Plusieurs années après, une mère dont la petite fille avait été kidnappée, est persuadée qu’elle est réapparue sous une autre identité.
RÉSUMÉ,

352 p.
1993 : Sophie Delalande élève seule sa fille Hortense, presque trois ans. Son amour infini pour elle lui permet d’oublier les rapports difficiles qu’elle entretient avec Sylvain son ex-mari, un homme violent qui l’a abandonnée alors qu’elle était enceinte et à qui elle refuse le droit de visite. Un jour, pourtant, Sylvain fait irruption chez elle et lui enlève Hortense. » Regarde-la. Nous allons disparaître et tu ne la reverras plus. «
2015 : après des années de recherches vaines, Sophie ne s’est jamais remise de la disparition d’Hortense. Fonctionnaire au ministère de l’Éducation, elle mène une existence morne et très solitaire. Jusqu’au soir où une jeune femme blonde la bouscule dans la rue. Sophie en est sûre, elle reconnait sa fille, c’est Hortense. Elle la suit, l’observe sans relâche et l’aborde en taisant leur lien de parenté. Elle sympathise avec celle qui se prénomme Emmanuelle et tente d’en savoir plus sur elle. La relation qui se noue alors va vite devenir l’objet de bien des mystères. Sophie ne serait-elle pas la proie d’un délire psychotique qui lui fait prendre cette inconnue pour sa fille ? Et la jeune femme est-elle aussi naive qu’elle le paraît ?
MON AVIS
Emballée par le style de l’auteur dans d’autres romans de J. Expert (Le jour de ma mort« , Qui ?, 2 Gouttes d’eau ) , j’ai moins apprécié celui-ci.
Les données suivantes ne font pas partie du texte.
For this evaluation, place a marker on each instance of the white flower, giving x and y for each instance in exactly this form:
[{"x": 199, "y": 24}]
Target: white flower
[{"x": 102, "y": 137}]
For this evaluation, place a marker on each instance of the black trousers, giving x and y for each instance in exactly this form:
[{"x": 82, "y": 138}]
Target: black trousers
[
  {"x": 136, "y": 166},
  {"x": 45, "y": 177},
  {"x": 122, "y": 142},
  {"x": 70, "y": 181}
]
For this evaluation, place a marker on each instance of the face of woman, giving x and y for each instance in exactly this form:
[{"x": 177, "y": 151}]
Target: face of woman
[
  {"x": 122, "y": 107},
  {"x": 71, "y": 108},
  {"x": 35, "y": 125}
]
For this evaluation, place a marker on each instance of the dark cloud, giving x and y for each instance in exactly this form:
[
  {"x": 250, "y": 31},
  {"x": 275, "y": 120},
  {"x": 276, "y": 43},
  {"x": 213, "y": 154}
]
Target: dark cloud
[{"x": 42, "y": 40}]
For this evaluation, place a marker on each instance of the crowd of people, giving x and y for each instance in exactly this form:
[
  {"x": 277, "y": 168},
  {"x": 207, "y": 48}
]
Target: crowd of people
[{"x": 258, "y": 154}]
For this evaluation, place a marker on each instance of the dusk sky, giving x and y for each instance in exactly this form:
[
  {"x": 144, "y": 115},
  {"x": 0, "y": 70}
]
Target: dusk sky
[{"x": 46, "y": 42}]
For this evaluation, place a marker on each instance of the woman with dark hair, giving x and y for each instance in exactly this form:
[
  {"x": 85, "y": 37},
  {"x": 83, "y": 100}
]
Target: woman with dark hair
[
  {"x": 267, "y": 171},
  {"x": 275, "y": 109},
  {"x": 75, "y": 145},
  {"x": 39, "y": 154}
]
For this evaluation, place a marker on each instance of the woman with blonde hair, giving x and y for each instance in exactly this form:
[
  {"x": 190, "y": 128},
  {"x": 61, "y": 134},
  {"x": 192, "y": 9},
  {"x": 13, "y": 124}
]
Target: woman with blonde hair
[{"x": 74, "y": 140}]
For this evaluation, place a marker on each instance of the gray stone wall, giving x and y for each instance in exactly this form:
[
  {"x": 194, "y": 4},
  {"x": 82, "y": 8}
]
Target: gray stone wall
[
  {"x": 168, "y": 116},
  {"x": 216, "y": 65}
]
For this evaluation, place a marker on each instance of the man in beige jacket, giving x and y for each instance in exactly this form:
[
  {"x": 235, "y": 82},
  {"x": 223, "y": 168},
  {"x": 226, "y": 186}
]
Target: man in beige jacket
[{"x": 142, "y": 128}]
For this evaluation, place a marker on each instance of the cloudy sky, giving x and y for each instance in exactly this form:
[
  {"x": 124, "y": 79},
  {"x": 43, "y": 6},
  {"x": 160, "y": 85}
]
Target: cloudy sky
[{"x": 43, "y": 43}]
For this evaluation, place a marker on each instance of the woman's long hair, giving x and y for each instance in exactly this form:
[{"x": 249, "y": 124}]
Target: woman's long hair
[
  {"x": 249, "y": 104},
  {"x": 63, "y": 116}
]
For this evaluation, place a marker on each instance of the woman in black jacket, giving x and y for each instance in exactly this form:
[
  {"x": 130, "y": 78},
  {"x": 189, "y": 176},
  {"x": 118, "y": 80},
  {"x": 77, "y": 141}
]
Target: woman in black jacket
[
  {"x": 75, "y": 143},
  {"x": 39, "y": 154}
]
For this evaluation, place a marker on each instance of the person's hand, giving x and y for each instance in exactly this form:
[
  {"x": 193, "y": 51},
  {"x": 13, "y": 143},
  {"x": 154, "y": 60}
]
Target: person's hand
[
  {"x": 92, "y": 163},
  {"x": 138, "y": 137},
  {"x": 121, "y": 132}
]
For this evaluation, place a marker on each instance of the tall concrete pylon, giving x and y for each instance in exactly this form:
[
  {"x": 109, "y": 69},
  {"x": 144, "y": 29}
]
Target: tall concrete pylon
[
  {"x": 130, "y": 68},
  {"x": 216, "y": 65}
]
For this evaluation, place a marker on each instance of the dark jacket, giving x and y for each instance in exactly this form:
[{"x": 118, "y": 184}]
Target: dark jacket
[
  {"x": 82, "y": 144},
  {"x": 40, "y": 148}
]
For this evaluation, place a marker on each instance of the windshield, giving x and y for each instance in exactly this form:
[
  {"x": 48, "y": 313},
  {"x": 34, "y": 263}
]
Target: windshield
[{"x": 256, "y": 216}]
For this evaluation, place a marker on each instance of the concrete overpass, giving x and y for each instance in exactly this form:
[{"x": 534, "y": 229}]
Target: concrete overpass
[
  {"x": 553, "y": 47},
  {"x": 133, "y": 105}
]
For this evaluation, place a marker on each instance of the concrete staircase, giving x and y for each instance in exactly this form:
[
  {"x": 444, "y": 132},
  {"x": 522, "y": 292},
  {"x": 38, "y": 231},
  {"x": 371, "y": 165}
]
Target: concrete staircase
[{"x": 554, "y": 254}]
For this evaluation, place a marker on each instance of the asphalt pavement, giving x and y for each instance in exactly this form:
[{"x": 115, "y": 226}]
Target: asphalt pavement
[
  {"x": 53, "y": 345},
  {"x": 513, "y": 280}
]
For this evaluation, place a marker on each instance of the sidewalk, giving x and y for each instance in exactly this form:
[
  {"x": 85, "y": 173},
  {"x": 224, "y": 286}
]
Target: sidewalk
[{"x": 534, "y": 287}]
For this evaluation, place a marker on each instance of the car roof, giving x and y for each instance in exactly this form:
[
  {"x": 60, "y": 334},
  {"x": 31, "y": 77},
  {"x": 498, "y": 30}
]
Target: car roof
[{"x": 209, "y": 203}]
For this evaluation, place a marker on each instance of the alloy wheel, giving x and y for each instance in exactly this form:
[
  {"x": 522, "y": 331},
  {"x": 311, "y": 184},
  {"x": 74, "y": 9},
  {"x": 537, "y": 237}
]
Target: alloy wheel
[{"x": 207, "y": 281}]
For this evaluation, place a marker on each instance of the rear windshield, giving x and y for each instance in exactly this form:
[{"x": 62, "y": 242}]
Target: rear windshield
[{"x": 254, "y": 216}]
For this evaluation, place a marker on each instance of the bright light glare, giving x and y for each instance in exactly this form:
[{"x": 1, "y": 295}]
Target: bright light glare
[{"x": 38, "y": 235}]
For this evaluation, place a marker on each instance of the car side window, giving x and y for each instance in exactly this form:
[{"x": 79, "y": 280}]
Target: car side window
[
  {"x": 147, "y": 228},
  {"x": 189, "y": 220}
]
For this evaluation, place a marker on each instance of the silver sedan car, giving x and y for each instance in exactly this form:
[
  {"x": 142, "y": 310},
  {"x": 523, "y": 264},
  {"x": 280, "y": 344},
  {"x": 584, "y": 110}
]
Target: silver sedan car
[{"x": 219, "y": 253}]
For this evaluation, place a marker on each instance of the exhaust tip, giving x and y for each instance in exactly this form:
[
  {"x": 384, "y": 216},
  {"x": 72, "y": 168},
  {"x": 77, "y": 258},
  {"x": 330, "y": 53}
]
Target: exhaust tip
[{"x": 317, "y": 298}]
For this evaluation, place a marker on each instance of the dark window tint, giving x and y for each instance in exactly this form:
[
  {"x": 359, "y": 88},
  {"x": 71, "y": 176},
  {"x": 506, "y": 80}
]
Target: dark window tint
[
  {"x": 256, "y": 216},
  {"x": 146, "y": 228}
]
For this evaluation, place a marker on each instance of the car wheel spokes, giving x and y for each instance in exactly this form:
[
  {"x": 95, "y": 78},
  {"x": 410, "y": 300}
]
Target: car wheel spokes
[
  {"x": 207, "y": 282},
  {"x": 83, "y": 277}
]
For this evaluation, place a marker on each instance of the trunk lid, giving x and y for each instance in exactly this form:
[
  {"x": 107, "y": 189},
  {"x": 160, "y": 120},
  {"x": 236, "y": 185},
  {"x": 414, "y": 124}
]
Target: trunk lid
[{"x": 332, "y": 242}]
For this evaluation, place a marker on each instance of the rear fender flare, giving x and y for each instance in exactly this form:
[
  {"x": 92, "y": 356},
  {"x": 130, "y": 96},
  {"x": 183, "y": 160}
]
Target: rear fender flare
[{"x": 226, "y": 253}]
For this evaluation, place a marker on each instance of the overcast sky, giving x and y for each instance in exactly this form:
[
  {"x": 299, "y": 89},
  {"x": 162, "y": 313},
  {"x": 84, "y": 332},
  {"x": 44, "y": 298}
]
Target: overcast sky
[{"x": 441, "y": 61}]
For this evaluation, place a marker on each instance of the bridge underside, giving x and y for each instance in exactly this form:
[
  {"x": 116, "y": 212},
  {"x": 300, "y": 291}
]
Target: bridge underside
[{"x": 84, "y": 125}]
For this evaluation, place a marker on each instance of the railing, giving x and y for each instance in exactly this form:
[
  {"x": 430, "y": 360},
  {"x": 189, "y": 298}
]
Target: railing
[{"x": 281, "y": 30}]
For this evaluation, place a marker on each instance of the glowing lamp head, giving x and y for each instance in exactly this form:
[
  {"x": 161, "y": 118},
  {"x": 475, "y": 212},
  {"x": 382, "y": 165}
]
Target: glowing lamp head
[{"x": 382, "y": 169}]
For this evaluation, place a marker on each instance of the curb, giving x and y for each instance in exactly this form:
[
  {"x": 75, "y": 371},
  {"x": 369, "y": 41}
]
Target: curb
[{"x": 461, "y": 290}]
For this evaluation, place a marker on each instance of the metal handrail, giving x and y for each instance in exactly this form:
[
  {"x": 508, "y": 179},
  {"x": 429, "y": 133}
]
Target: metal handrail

Pourtant, on se prend au jeu de l’intrigue jusqu’à la fin. Et quelle fin ! Le combat d’une mère ravagée par l’enlèvement de sa fille attendrit le lecteur… Une touche experte raconte avec acuité et réalisme les souffrances et turpitudes d’une mère à l’agonie dans cette situation. RYTHME SOUTENU et chapitres courts : un panachage de narration et de texte sous forme de dépositions. Ce puzzle logique et chronologique alimente un bon suspense pour aboutir à la chute finale glauque à souhait de la DERNIÈRE PAGE.
LE COMBAT D’UN MÈRE
Quoi de plus tragique qu’une enfant enlevée à sa mère ? Surtout pour Sophie Delalande coincée dans un train-train morose. En la remarquant, et en lui accordant une attention toute particulière, Sylvain, le bellâtre, lui a offert un amour passionné et une maternité alors qu’elle n’avait rien pour elle à la base. Un amour passionné, mais pas inconditionnel car à l’annonce d’une possible grossesse, l’homme de sa vie s’enfuit. Dans ces conditions, l’univers de cette mère célibataire concentré sur Hortense justifie son éprouvant combat quand Sylvain, le père de l’enfant resurgit deux ans plus tard pour lui soustraire l’enfant.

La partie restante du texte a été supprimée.